JOURNAL OF MINERALOGY, PETROLOGY AND ECONOMIC GEOLOGY Volume 92, Issue 10

Chemical behavior of major and trace elements in the Horoman mantle diapir, Hidaka belt, Hokkaido, Japan

Petrochemical studies based mainly on major and trace element whole-rock XRF analyses have been made on the Horoman and the Nikanbetsu peridotite complexes, Hokkaido, Japan. Incompatible trace element abundances in peridotite samples were obtained by carefully examining the XRF lower limit of detection. The Horoman complex is divided into Lower and Upper Zones on the basis of geological and petrological features. There is a systematic variation between Mg# [100×Mg/(Mg+Fe)] and whole-rock chemical compositions in both zones. There are, however, several differences between the plagioclase lherzolite samples from the Upper Zone and those of the Lower Zone. First, the range of Mg# of the plagioclase lherzolite from the Upper Zone is more variable than that of the Lower Zone. Some samples from the Upper Zone have higher Mg# than the maximum values for plagioclase lherzolite from the Lower Zone. Such samples are significantly poor in Al₂O₃, CaO, TiO₂, Sr and Y. Second, there is a gap in TiO₂ content in the compositional trend for the plagioclase lherzolite from the Upper Zone. This observation enables the division of the plagioclase lherzolite into TiO₂-rich and-poor types. These results indicate that the compositional variation of the plagioclase lherzolite from the Upper Zone was caused by pervasive partial melting and variability in the extent of segregation of the partial melt. By contrast, the plagioclase lherzolite from the Lower Zone is inferred to have kept its original composition, which is consistent with petrographic evidence for no or very minor partial melting. Spinel lherzolite and harzburgite from the Horoman complex are rich in Sr and Ti relative to Zr and Y. Plagioclase lherzolite from the Upper Zone occurring close to the segregation vein has a character more enriched in melt component and was probably derived by addition of a melt component to the primitive mantle composition. The Nikanbetsu complex may have the same origin as the Horoman complex because of their similarity in major and trace compositions.

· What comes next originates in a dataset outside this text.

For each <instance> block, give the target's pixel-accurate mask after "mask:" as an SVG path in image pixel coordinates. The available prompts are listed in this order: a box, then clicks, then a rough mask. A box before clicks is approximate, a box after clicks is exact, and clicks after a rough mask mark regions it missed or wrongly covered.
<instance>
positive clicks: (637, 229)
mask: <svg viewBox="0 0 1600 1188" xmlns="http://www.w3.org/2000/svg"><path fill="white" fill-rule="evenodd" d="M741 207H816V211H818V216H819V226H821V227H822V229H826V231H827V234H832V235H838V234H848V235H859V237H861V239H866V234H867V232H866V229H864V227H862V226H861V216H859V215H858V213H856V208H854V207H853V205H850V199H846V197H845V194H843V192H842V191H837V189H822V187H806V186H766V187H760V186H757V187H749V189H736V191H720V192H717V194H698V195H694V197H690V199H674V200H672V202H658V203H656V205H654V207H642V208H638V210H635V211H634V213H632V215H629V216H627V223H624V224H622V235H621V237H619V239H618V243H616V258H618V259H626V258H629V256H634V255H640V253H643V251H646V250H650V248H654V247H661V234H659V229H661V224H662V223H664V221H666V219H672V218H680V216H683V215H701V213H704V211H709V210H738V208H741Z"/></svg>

Petrological characteristics of basalts from the Miocene Nanamagari Formation in Ishikawa Prefecture

The Nanamagari Formation of the Miocene in the back-arc side of central Japan is composed mainly of silicic pyroclastic rocks associated with basaltic pyroclastic rocks and dikes. New and published K-Ar ages and biostratigraphic ages indicate that the basaltic volcanism occurred during 16-12 Ma. This volcanism may have associated with opening of the Japan Sea back-arc basin. By comparison with experimental data, we estimated that the possible primary magmas of these basalts were segregated from the upper mantle at about 1.4 GPa, 1330°C. The basaltic rocks show a trace element abundance pattern typical of island arc low-K basalts. The incompatible element ratios suggest that these basalts were derived from the mantle source similar to the magma source of basalts from the Quaternary volcanic front of northeast Japan.

Mn-Pyroxenes from Gangpur Group of rocks, Goriajhar, Orissa, India

Mn-pyroxenes in Gangpur Group of rocks around Goriajhar area, Sundargarh district, Orissa, India, are recorded in two different assemblages, namely: Mn silicate-oxide and Mn silicate-oxide-carbonate rocks. The petrography and chemical composition of these pyroxenes indicate them to be Mn-aegirines. These pyroxenes, with the composition Na_0.84-1.01 Ca_0.04-0.12 Mn_0.03-0.14 Mg_0.02-0.05 Fe³⁺_0.83-0.95 Al_0.02-0.05 [Si_1.92-1.98 O₆], usually show ∼7 mol.% of johannsenite component in the carbonate assemblage with low diopside (∼4 mol.%) and jadeite (<2.5 mol.%) components in both the assemblages. Presence of fine hematite needles within the aegirines is the result of high grade metamorphism (almandine-amphibolite facies) in the area.